A leitmotif running through the stories is the United States. Chen Ruoxi lived in the United States for a period, and many of the characters in her stories remark on contrasts between their experiences in the United States and in China, as well as between their expectations of life in the "new" China and what they observe of the "real" China.

== Short Stories Synopses ==
The Execution of Mayor Yin consists of eight stories:

- The Execution of Mayor Yin (first published in 1974)
- "Chairman Mao is a Rotten Egg"
- Night Duty
- Residency Check
- Jen Hsiu-lan
- The Big Fish
- Keng Erh in Peking
- Nixon's Press Corps

Brief synopses follow.

=== The Execution of Mayor Yin ===
During a visit to a rural area outside of Xi'an, the narrator sees how political violence during the Cultural Revolution finds escalates through a series of victims, culminating in "Mayor Yin" -- "Yin Xianzhang" or more literally "county magistrate" Yin.

Some of the characters in the story conclude that there is simply no way to understand all of the political campaigns, or to see their consequences in any logical framework.

The alludes to one of Mao Tse-tung's most famous speeches: Serve the People. The speech is about finding meaning in life by sacrifice.

=== "Chairman Mao is a Rotten Egg" ===
In this story, adults discover the absurd ends that a child's indiscretion can lead in the context of the Cult of Mao.

=== "Night Duty" ===
An idealistic teacher from Taiwan, who has also lived in the United States, now lives and works in China. In the course of service on a rural farm associated with his school in Nanjing—a variant on the Down to the Countryside Movement—he makes some discouraging observations. These include a former book lover who has given up on books, and members of the "red" (proletariat) class who steal from the community.

=== "Residency Check" ===
This story turns on accusations of infidelity made against the narrator's (female) neighbor.

=== "Jen Hsiu-lan" ===
A (woman) political prisoner makes an "escape."

The story is highly symbolic, with pastoral scenes of children combing a hillside in search of the escaped prisoner. The "escapee" turns out to have drowned herself in a cesspool.

Mao Tse-tung's speech, Serve the People, is alluded to again in this story.

A theme of the story is women's liberation (or lack of it) in the "new" China.

=== "The Big Fish" ===
A man enjoys the sensual thrill of hunting down, negotiating for, and purchasing a small luxury - a large fish of a kind seldom available—from his local market. His joy is short-lived when he is told that the fish must be returned, in order to preserve the appearance of abundance for visiting reporters.
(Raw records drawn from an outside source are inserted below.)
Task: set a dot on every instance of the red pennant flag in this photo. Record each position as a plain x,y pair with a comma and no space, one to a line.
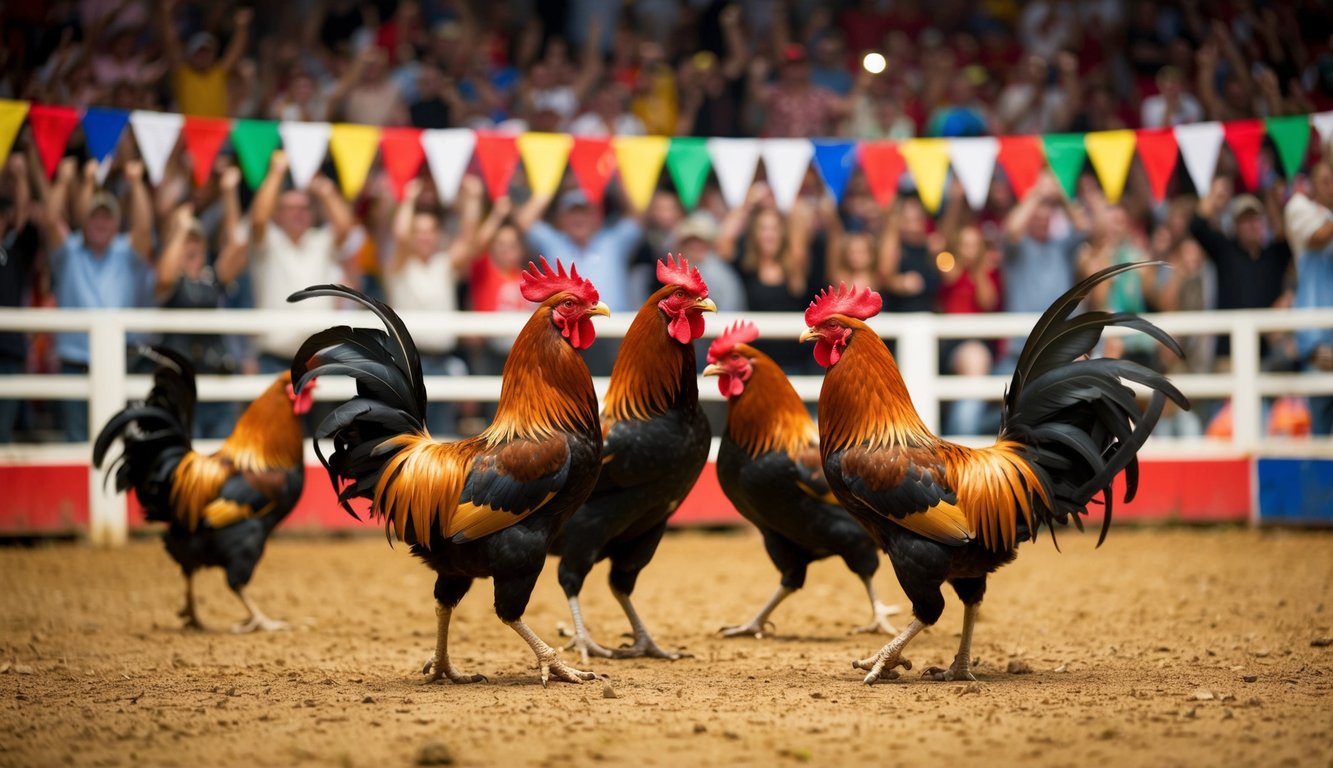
403,156
1244,138
593,164
1021,159
883,166
1157,152
51,130
497,154
204,138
=== "Keng Erh in Peking" ===
This story describes the life of a Chinese man who, after living in the United States for twenty years, moves to China.

The story takes place in Peking. It tells about two relationships that the protagonist has had with women, and how both relationships were thwarted by class struggle campaigns taking place throughout China at that time.

=== "Nixon's Press Corps" ===
U.S. President Richard Nixon's historic visit to China forms the backdrop of this story. The story describes how in one particular neighborhood in the southern Chinese city of Nanjing, all residents are encouraged/required to take down their drying racks in order to make a favorable impression on visiting foreigners. In the story, the narrator resists pressure from the leaders of her community, and reflects on the extremes of control in the society.

== Bibliography ==
- Bibliography for individual story translations (found at http://mclc.osu.edu/rc/bib.htm):
- "Chairman Mao is a Rotten Egg." In Ann C. Carver and Sung-sheng Yvonne Chang, eds., Bamboo Shoots After the Rain: Contemporary Stories by Women Writers of Taiwan. NY: The Feminist Press, 1990, 83–102.
- "The Fish." Tr. Nancy Ing. The Chinese Pen (Winter 1977): 1–15.
- "Jen Hsiu-lan." Trs. Nancy Ing and H. Goldblatt. The Chinese Pen (Summer 1977).
- "Mayor Ying." Tr. Jeanne Kelly. In Wai-lim Yip, ed., Chinese Arts and Literature: A Survey of Recent Trends. Occasional Papers/Reprint Series in Contemporary Asian Studies. Baltimore, 1977, 17–40.
- "Night Watch." Tr. Nancy Chang Ing. In Wai-lim Yip, ed., Chinese Arts and Literature: A Survey of Recent Trends. Occasional Papers/Reprint Series in Contemporary Asian Studies. Baltimore, 1977, 41–57.
- "Residency Check." Tr. Howard Goldblatt. The Chinese Pen (Autumn, 1977): 1-27.